Ты противная-препротивная, испорченная девчонка! Ты забыла наклеить на конверт марку, и твоему бедному старому дядюшке пришлось доплатить ДВА ПЕНСА! Отдать последние два пенса! Подумай об этом. За это я тебя строго накажу, когда ты здесь будешь. Трепещи! Слышишь? Ну, пожалуйста, трепещи!

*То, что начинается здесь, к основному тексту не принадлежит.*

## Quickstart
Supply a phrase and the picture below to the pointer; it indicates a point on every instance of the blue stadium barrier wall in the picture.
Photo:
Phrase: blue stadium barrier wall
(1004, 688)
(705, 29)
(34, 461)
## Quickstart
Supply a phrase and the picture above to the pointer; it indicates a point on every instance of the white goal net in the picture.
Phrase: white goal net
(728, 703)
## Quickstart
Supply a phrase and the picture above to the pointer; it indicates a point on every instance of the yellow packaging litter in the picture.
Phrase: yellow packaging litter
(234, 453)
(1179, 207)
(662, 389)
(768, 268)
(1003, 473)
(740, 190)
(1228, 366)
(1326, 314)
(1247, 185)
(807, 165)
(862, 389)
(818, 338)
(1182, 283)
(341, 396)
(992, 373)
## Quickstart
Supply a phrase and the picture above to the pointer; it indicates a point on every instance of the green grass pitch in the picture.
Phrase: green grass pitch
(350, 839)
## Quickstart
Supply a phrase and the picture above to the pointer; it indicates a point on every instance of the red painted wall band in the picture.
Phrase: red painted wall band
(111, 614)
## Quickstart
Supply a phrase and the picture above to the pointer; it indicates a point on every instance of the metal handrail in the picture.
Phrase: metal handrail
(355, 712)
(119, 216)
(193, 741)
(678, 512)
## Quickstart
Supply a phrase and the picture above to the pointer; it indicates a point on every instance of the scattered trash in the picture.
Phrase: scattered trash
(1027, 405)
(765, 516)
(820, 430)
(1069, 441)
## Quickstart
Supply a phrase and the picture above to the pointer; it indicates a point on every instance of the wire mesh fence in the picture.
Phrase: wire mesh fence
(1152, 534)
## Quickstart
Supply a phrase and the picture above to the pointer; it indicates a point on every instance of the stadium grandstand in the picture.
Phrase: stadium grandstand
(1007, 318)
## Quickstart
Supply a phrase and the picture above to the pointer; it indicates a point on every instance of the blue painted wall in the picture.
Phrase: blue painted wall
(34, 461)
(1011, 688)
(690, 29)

Сегодня у меня нет времени, и я задам тебе только один вопрос. Кто эти «все», которые присоединяются к тебе, когда ты пишешь, что обнимаешь и целуешь меня? Может быть, тебе почудилось, что ты дома и ты решила передать мне приветы (как это часто делают) от Нелли и Эмси, которые ни о чем таком и не помышляли? Хорошенькое дело — посылать приветы от людей, которые и не думали передавать их. Я не хочу сказать этим, будто считаю такие приветы обманом; все знают, что обычно приветы посылают, хотя их никто не передаёт; но удовольствия такие приветы доставляют меньше. Мои сестры пишут мне: «С горячим приветом от всех». Я знаю, что это неправда и ценю такие «приветы» не очень высоко. В другой раз муж одной из девочек, с которой я дружил, когда она была маленькой, закончил письмо ко мне словами: «Этель также шлёт вам наилучшие пожелания». В ответном письме я (разумеется, в шутку) заявил: «Я не собираюсь посылать Этель наилучшие пожелания, поэтому не стану вообще писать ей ничего». Вскоре Этель сообщила мне, что ничего не знала о письме мужа ко мне. «Разумеется, я не стала бы посылать наилучшие пожелания», — и добавила, что непременно поделится с мужем собственным умом. Бедный муж!
Неизменно любящий тебя дядя Ч. Л. Д.
Энид Стивенс
Крайст Черч, Оксфорд
15 марта 1891 г.
Дорогая Энид!
Передай маме, что я очень удивлён и ещё больше польщён её письмом. Я надеюсь, что она привезёт тебя ко мне на чашку чаю и что в тот день, когда это случится, ты будешь в хорошем настроении: плачущие дети в нашем колледже не особо желательны, к тому же они раздражают декана. Как всегда посылаю тебе свой нежный привет. Возьми молоток, сильно стукни по моему привету, а когда он развалится на две части, отдай половинку Уинни.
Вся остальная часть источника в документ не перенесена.